We’ve been keeping largely separate from the Wolverines over the past couple of days. I was afraid of the fallout from the incident with Kirk spilling over onto my friends and we haven’t been able to go out much anyway.

It hasn’t stopped there being glares pointed in our direction, though mostly just from Kirk himself. Jersey joins in sometimes, but I think that’s mostly to stay on Kirk’s good side. Conroy looks wary of me now – which I can’t bring myself to be upset about – and Dale keeps to himself as much as ever.

 

Today, the Wolverines were more morose and withdrawn than ever. I wondered with a spike of fear if they had decided to do something, to retaliate in some fashion. The only reason there hadn’t been any kind of big fight between us all is that neither group wants to start a fight of that size. There’s no telling who would win.

It wasn’t Kirk that had made the Wolverines quiet, though. When I found out what was going on, I felt sorry for them.

Their friends were gone, slipped away between the Sickness, their injuries, and probably the cold too. Their shells were still here, but they were gone. They had been found this morning, empty.
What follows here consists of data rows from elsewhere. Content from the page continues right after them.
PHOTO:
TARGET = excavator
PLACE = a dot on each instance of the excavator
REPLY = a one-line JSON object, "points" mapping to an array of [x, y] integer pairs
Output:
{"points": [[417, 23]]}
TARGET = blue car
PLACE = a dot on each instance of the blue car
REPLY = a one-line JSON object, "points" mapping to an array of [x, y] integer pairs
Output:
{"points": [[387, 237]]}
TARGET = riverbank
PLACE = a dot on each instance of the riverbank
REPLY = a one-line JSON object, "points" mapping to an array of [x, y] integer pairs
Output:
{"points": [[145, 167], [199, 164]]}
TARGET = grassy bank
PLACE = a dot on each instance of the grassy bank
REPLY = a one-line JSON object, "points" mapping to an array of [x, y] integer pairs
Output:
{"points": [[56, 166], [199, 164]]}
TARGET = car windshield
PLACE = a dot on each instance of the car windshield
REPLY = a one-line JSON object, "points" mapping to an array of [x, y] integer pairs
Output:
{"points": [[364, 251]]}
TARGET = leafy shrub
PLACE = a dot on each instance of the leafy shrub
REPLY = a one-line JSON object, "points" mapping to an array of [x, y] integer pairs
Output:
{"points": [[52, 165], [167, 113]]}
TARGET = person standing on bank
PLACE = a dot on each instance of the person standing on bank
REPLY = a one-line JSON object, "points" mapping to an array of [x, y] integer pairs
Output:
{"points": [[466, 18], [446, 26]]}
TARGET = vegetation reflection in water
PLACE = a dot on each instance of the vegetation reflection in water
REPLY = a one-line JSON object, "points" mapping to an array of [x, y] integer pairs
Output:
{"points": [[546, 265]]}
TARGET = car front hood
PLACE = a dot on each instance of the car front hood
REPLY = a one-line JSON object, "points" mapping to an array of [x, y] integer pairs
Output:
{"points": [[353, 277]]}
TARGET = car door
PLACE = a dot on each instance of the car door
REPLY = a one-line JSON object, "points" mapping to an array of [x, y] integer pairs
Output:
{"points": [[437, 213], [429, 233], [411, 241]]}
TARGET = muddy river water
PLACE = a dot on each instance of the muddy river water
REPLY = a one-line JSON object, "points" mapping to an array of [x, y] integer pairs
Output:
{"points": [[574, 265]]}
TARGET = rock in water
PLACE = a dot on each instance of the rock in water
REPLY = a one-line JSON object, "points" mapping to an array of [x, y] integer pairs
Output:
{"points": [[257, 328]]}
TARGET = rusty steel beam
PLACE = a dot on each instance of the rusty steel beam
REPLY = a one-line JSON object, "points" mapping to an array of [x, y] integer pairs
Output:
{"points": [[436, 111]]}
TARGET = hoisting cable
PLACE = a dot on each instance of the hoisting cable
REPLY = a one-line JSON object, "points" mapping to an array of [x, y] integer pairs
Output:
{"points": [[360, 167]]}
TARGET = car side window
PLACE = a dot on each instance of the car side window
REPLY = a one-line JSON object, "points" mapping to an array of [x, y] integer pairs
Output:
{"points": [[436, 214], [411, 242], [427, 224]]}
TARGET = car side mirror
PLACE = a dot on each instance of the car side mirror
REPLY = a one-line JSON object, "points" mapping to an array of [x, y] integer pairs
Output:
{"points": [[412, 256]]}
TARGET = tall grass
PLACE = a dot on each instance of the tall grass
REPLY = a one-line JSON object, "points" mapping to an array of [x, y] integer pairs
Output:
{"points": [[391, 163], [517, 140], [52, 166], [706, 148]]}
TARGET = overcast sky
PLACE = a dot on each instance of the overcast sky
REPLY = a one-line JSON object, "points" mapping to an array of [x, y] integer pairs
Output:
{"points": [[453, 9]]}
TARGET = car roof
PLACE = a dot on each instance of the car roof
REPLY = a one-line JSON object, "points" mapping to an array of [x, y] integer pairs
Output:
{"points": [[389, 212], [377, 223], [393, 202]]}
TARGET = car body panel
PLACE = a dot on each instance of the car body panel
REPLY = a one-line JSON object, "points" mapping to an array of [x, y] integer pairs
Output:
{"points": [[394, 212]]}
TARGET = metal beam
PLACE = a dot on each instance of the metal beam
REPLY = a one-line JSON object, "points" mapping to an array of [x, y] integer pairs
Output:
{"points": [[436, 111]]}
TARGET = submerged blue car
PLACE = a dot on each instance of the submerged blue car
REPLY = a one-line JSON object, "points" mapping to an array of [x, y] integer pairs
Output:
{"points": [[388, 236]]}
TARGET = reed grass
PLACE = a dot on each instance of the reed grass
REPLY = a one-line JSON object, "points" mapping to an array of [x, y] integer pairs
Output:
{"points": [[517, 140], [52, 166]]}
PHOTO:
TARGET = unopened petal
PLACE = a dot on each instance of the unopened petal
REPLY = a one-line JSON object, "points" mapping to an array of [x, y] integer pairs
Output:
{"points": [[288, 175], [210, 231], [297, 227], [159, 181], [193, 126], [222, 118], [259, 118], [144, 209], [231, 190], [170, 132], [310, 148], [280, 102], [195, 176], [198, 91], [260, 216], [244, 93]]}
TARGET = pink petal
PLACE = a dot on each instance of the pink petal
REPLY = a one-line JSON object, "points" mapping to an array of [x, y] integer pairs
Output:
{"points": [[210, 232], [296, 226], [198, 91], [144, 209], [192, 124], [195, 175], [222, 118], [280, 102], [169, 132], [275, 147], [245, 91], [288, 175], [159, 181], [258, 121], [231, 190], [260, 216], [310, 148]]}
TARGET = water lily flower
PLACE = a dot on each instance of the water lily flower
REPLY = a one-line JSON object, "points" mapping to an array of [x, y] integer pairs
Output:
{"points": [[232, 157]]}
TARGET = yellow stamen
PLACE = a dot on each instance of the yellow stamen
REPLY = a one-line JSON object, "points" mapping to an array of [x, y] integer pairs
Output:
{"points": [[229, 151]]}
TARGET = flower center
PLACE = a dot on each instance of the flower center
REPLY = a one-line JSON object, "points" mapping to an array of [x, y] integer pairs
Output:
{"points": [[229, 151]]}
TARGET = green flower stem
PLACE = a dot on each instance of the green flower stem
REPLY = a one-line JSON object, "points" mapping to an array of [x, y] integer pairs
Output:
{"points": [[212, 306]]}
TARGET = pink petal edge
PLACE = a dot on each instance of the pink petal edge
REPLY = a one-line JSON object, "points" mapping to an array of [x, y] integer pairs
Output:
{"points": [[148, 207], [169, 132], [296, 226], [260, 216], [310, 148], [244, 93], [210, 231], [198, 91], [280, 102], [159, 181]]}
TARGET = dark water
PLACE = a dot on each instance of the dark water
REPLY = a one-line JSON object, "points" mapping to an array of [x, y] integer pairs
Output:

We offered our sympathies. We knew how that felt. There was a nasty voice in the back of my head that wondered if they cared, these Wolverines. It’s not like me to think like that.

They have talked about their fallen ones before – I remember Jersey mentioning how Rico was always good at fighting off the shamblers. Their best and, from what Jersey said, their leader before he got sick. Sean was good at finding supplies, someone else mentioned. They haven’t said much else about him.

I think they’ll be missed. I wish I had been able to know them. I want to ask for their stories, to record a little of something about them, but now isn’t the best time. They’re still a fresh wound.

 

After the rain came today and the supply-searchers had returned, I asked for everyone to come together. I couldn’t do nothing. I couldn’t just brush the bodies under the carpet and walk on. Maybe it was guilt, because I didn’t feel more for their loss than I did and I was largely responsible for the tensions keeping the two groups apart.

Whatever the reason, it was one compromise that I wasn’t willing to make.

I didn’t know the dead men, so there wasn’t anything to say. I didn’t think the Wolverines would say anything even if they wanted to, and I didn’t know how to ask them. Instead, I took inspiration from Sax and sang for them. Amazing Grace, my favourite hymn and the only one I know most of the words for. I told them that this is what we do when we lose someone and just started singing.

I’m no solid-voiced Sax, so it got off to a shaky start. Matt and Sally joined in first, then the rest of the Seekers. Even Nugget’s lips were moving, though I’m not sure if she was making any noise. Dale was the first Wolverine to sing with us, and by the end, only Kirk wasn’t even pretending to join in. He glared at me, refusing mostly because I was the one to start it. I didn’t care; that was his choice.

I thought about Sax as we sang. I wondered where he was now and if there was a scrap of him left inside. I wondered if he would recognise our voices, our song. I thought about Ben and the hole he left when he walked away. I wondered if I’d ever see him again, and if he might be dead already. I don’t know if I’ll ever know what happened to him. I thought about my dad and tried not to wonder too much about where he is now.

It felt good, filling the showroom with our voices, making it brimful of us in a rough harmony. As if our song could chase away the shadows lengthening across the floor and the monsters that lurked in the oncoming dark. It felt like we weren’t hiding any more, like we were shouting to the world, here we are. We remember, we live, we are.

Even after we finished, the sound seemed to hang in the air as if the walls might hold onto it for a while. That felt right, too.